Underground Airlines(45)



Mama Walker stubbed out her Camel, pulled a new one.

“Misery sticks, I know. But I can’t smoke them Indian things. I feel bad about it and all, but them things taste like cow shit. So how old are you, baby?” The riff on slavery smokes was directed to me; the question was for Martha.

“Thirty-two.”

“Thirty-two. Thirty-two.” She looked at Martha carefully, critically, like a fine piece of jewelry. “Tricky age for us women, ain’t it?”

“Yeah. Sure.”

“Different for white girls, I guess.”

Martha shrugged uncomfortably. “I guess.”

“Everything different for white girls.”

I wondered again what the hell was going on here. I wondered, too, how I had managed to get myself implanted in it.

“And just so I’m straight on it,” said Mama, tilting her long head toward the back room, toward Lionel on the sofa. “Little man’s yours.”

“He is,” said Martha, looking yearningly toward the boy. “That’s right.”

Mama nodded slowly. She was looking at the kid, judging his complexion, casting as keen an appraising eye over the boy’s color as I had over Jackdaw’s—as I had over every runner I’d ever gone after. Mama Walker, I decided without thinking about it, without wanting to think about it, was moderate pine, red tone, number 211 or 212.

“So you what?” Mama Walker turned her eyes on me. “You Daddy?”

“No, ma’am,” I said quietly, and Martha rushed in: “He’s just a friend.”

“Just a friend,” she said, her voice low and easy, almost a whisper. “Just a friend.” She leaned forward, blew smoke out of the side of her mouth, and patted me on the knee. “Nice to meet you, Just-a-Friend.”

The Walker boys, over by the door, were sharing a one-hitter, silently trading hits.

“So where is Daddy?”

“Well…” Martha gave her head a tiny shake. “I don’t want to talk about that.”

“You don’t?” Mama’s smile fell away. “And why not?”

“I really just want to uh, to, you know—to cover our business.”

“Oh, all right,” said Mama Walker. “Of course.”

There was the click-click of a lighter by the door, and I glanced over at the sons: son number 2 refiring the skinny pipe, son number 1 staring into space. A cartoon punch line blared from the television, one animated electric eel zinging another one, and the kids all roared. Lionel laughed along with them, perfectly at ease.

“But you know what, I do want to talk about it, just for a second. You don’t mind, do you?” She stared at Martha. “How about I just guess what happened to him?”

“Well…” Martha wrung her hands together. Her face was agonized. “I guess.”

“I’mma guess white men killed him.” Mama Walker said this without trouble, almost cheerfully. “’Cause of you. That it?

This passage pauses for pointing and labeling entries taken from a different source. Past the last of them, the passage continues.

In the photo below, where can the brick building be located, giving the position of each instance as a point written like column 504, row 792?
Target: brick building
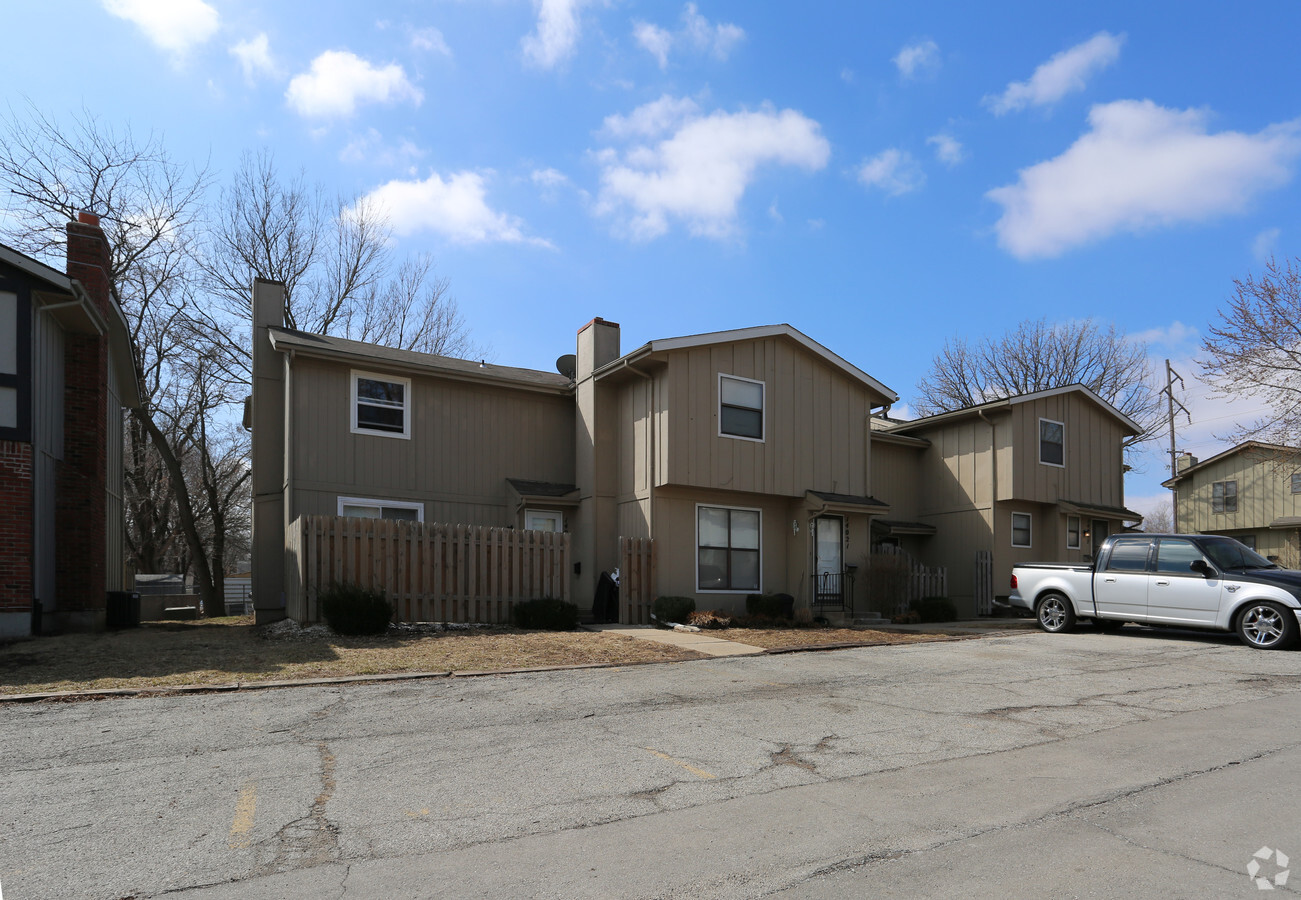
column 65, row 373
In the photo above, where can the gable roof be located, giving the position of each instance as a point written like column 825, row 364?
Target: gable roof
column 82, row 315
column 1007, row 402
column 413, row 360
column 756, row 333
column 1241, row 448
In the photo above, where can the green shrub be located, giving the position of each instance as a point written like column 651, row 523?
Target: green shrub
column 353, row 610
column 934, row 609
column 545, row 614
column 673, row 609
column 773, row 606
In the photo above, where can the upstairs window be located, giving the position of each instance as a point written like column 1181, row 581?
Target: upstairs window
column 740, row 407
column 362, row 507
column 1051, row 442
column 1021, row 529
column 381, row 405
column 1224, row 497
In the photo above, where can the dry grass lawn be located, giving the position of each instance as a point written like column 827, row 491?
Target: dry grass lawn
column 234, row 650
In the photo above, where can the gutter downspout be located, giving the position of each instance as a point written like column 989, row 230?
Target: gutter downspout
column 655, row 448
column 993, row 488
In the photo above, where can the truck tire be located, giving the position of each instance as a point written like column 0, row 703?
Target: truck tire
column 1054, row 613
column 1267, row 626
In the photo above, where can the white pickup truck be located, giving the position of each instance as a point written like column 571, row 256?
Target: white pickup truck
column 1183, row 580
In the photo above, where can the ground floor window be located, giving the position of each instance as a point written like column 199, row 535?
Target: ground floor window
column 727, row 549
column 380, row 509
column 1020, row 529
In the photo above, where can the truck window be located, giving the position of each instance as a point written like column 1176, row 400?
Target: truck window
column 1128, row 555
column 1175, row 557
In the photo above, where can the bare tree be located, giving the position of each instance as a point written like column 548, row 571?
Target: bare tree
column 336, row 263
column 1036, row 355
column 1254, row 350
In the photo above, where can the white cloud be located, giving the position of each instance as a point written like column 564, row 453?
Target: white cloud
column 1064, row 73
column 429, row 39
column 172, row 25
column 917, row 59
column 456, row 208
column 254, row 56
column 340, row 81
column 947, row 148
column 372, row 148
column 1140, row 167
column 652, row 119
column 697, row 167
column 557, row 33
column 655, row 40
column 893, row 171
column 1265, row 243
column 696, row 31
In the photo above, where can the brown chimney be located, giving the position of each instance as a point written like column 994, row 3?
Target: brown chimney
column 89, row 260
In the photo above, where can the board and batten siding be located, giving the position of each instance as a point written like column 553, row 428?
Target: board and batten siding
column 47, row 448
column 815, row 423
column 1263, row 492
column 1092, row 451
column 466, row 440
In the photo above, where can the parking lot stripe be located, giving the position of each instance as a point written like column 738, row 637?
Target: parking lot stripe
column 241, row 829
column 699, row 773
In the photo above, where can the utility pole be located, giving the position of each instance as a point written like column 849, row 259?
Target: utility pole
column 1171, row 377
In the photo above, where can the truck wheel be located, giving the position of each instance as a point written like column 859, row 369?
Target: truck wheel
column 1266, row 626
column 1055, row 614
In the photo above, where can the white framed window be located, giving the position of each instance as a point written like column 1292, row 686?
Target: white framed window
column 381, row 405
column 1224, row 497
column 1051, row 442
column 729, row 553
column 364, row 507
column 1021, row 529
column 549, row 520
column 740, row 407
column 1072, row 532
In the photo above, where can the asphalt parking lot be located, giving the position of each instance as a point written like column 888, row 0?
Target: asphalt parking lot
column 1139, row 764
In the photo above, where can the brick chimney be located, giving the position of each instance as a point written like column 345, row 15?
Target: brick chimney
column 81, row 506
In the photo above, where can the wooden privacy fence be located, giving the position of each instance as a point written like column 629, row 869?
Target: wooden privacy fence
column 431, row 572
column 636, row 580
column 912, row 579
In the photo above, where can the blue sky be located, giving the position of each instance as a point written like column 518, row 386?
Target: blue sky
column 880, row 176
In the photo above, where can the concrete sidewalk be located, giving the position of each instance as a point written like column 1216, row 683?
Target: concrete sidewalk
column 690, row 640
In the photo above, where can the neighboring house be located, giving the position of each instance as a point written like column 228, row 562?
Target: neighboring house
column 1250, row 492
column 1033, row 477
column 747, row 455
column 65, row 373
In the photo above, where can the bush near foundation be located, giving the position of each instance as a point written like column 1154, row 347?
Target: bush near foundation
column 354, row 610
column 673, row 609
column 545, row 614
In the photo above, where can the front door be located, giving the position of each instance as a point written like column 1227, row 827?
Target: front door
column 829, row 558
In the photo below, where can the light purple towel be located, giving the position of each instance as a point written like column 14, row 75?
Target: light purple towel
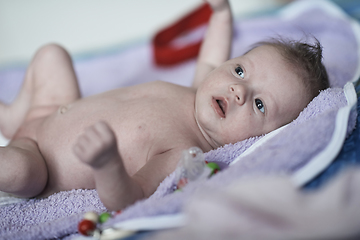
column 57, row 216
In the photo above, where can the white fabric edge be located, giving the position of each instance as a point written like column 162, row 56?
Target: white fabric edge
column 321, row 161
column 153, row 223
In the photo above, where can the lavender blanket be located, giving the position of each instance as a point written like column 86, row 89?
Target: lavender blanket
column 288, row 152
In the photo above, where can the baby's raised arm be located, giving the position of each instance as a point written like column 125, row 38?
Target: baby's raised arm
column 216, row 46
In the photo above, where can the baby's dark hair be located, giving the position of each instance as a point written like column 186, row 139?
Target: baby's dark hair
column 306, row 60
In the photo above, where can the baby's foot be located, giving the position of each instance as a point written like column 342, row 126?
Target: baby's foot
column 97, row 146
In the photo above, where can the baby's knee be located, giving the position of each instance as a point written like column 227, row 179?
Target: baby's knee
column 27, row 173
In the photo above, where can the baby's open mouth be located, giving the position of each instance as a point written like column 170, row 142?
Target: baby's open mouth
column 220, row 106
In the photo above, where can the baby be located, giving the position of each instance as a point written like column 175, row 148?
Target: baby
column 126, row 141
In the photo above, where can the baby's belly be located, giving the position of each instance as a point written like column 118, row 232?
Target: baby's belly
column 56, row 138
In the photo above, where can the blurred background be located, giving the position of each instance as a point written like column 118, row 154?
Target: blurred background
column 91, row 26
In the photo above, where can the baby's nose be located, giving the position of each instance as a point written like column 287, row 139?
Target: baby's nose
column 239, row 93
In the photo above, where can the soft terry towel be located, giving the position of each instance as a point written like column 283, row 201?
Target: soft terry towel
column 57, row 216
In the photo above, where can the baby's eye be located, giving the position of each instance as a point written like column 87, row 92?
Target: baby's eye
column 239, row 71
column 260, row 105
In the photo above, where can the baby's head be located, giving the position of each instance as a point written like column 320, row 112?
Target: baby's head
column 260, row 91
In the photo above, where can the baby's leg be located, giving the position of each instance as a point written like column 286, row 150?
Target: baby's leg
column 50, row 81
column 22, row 168
column 97, row 147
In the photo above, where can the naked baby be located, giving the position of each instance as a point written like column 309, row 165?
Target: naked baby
column 126, row 141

Am I close on that?”

Martha didn’t answer, but Mama said, “I thought so,” as if she had. “That’s how they do, you know. You gotta be careful. North or no north, some things you just gotta be careful about. White man don’t play, you know? Right, Just-a-Friend?”

“Right,” I said.

“I’ll give you a little example, okay? All this shit hole here?” She pointed outside, at the trash-strewn street. “This all used to be green. Verdant. That the word, Marv?”

“Yes, Mama,” said one of her sons, in his thick voice.

Martha suddenly stood up. “I am so sorry that we bothered you,” she said, her voice thick with tears. “Hey, Lionel, honey?”

Lionel looked over from the couch, but meanwhile one of the big Walker boys had gotten up, too—not Marv, the other one. “Have a seat, little girl,” he said. “Mama talking.”

Martha sat. Lionel’s head swiveled back around to the screen. Mama gave no sign of having been interrupted. “It was verdant down here, back in the day. That’s what they say. I’m talking ’bout before I was born, understand. Before my mama was and hers was. There was a stream here. Little creek. I got a map, somewhere, somewhere in here, but you can see it, too, you go hunting through the dog shit and the broken glass out there, you can see, like, the traces of it, where it ran once, all those years ago. But see, the white men who were planning out the city, they didn’t like it where it was. The little river. So they just”—she made a quick gesture with her hands, sweeping the air—“ran it under the ground. Built right over it. You understand? You see?”

She waited. She wanted an answer. Martha whispered, “Yes.” I took off my glasses and wiped them on my shirt. Dope smoke wafted over from the love seat.

“They sent that little river underground, and they built their f*cking ugly city over it. That’s how they do. Anything they don’t care for, anything that does not please, they use it up or they kill it or bury it, and they never think of it again. You see?”

Martha’s eyes were shut now. “I see.”

“So that’s what they did—open your eyes, sweetheart. Open.” Martha obeyed. “That’s what they did to your boy’s father. Them. White people.”

“I’m sorry.” Martha closed her eyes. She was sorry she’d come here. She was sorry she was white. But there was no undoing either of those things. “I just need some help.”